Kane sat down on one of the Baby ’s outrider rigs and sighed. “I’ve been having doubts about the Yagizba Conclaves for a while. I was in no hurry to tell them that a starfaring battleship was about to hand itself over to them. Actually, that’s not quite true. The Leviathan ’s stardrive is slag; they only work once. Still, it can reach space. The important thing was that it would have given the Yagizban control of the planet from orbit. I wasn’t sure if they deserved that advantage.” He scratched his nose. “I wasn’t sure if anybody on this benighted planet deserves that.”

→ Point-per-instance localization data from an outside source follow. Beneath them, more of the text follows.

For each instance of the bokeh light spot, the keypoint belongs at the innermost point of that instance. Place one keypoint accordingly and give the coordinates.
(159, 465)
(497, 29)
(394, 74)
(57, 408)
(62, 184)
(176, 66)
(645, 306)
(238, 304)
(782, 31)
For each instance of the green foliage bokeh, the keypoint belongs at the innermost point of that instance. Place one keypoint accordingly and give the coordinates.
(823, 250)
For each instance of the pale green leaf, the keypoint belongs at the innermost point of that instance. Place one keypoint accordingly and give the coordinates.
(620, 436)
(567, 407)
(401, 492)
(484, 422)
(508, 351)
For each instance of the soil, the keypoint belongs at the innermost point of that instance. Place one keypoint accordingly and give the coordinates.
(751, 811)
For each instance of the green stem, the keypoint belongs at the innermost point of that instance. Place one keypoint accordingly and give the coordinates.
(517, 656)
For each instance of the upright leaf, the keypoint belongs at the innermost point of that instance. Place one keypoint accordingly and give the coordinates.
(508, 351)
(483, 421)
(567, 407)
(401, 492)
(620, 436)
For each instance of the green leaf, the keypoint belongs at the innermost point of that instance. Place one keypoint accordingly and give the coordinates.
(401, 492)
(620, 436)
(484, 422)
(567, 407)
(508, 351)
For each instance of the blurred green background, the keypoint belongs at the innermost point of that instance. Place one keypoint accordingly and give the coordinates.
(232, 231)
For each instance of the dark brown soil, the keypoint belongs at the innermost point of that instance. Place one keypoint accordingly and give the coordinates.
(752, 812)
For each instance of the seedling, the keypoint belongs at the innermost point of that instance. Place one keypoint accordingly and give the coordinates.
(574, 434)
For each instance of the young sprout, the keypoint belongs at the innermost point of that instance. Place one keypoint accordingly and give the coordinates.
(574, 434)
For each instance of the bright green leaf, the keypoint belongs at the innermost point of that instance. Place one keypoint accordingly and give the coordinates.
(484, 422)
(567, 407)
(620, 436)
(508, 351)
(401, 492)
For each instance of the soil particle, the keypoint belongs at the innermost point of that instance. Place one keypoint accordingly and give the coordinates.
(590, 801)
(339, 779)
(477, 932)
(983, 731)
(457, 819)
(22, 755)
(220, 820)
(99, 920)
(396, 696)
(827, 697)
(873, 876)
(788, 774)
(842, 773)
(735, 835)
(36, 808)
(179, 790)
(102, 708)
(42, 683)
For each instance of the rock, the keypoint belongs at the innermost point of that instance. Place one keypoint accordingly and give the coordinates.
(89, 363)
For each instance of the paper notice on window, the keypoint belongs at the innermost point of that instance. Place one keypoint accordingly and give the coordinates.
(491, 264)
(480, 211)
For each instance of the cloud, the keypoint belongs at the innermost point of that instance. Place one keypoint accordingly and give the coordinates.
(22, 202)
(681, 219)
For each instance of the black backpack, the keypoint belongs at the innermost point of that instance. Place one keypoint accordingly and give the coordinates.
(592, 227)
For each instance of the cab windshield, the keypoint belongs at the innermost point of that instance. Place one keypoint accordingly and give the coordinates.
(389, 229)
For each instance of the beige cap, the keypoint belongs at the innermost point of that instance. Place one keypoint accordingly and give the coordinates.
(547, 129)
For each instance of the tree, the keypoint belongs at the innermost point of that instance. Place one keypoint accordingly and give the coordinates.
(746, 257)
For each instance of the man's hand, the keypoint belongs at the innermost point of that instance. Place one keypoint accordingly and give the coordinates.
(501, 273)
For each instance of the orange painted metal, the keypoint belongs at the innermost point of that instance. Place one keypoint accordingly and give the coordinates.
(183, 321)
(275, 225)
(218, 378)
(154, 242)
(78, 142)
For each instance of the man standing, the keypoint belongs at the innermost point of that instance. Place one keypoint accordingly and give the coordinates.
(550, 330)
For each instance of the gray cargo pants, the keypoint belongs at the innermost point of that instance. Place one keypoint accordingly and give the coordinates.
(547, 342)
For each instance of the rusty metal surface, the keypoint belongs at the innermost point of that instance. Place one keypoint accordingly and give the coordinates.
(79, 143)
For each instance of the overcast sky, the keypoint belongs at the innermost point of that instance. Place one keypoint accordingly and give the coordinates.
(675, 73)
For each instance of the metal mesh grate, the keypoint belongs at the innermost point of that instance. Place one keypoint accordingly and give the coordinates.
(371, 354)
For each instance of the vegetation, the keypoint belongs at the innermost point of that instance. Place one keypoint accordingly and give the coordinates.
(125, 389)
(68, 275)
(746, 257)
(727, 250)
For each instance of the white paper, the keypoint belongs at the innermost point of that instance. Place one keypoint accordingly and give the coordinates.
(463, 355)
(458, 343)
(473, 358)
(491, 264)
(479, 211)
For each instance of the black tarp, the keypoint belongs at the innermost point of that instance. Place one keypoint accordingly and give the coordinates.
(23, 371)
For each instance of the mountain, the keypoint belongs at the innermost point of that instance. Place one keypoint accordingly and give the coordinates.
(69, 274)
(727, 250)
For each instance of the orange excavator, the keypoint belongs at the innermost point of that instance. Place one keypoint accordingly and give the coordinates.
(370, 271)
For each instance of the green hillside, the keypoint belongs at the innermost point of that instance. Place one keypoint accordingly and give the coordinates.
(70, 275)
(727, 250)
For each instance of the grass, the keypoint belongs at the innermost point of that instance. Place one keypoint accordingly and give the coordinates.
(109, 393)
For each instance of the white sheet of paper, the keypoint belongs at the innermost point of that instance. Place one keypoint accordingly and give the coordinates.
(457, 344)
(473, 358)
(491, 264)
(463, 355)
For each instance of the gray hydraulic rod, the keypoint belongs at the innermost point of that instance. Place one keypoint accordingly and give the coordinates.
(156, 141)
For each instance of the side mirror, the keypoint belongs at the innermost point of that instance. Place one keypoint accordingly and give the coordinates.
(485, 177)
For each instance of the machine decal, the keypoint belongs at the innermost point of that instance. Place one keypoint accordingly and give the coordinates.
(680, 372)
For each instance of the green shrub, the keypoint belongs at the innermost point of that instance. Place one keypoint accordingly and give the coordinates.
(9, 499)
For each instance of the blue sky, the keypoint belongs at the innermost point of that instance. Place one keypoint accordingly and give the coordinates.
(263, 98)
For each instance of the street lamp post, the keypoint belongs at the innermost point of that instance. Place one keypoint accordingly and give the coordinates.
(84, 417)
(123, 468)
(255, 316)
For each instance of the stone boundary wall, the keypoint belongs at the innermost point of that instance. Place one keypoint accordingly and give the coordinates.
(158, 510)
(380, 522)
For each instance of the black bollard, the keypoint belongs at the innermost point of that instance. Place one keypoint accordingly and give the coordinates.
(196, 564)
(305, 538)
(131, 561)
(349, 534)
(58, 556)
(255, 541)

Katya chose to ignore that last comment and looked out of the porthole again. “Why has it only chosen to fly now?”
“Because it’s hurt. Its stealth systems work well underwater, not so well in the air or space, but I think its stealth must have been damaged by the explosion. Probably its hull integrity too. It uses a forcefield to lend its hull strength.” He noticed Katya looking blankly at him. “A forcefield. It’s… well, it’s complicated. A projected energy field that exhibits some of the qualities of matter.” From her expression, that was not a good explanation. He gave up. “All you need to know is that the Leviathan ’s skin is protected by a very powerful forcefield. It deflects attacks that actually reach it and, just as importantly, holds the hull together when it’s under stress. It allowed the Leviathan to rest far deeper than a conventional boat’s hull could bear. Between losing its stealth and its hull not being able to bear the same pressures, it feels vulnerable. It’s running for high ground where it knows it can’t be reached.”
“Taking us with it.”
“It has to prioritise its problems. We’re probably pretty low in the list. It will use its damage control systems to fix itself up and then, when it’s got a minute, it will kill us.”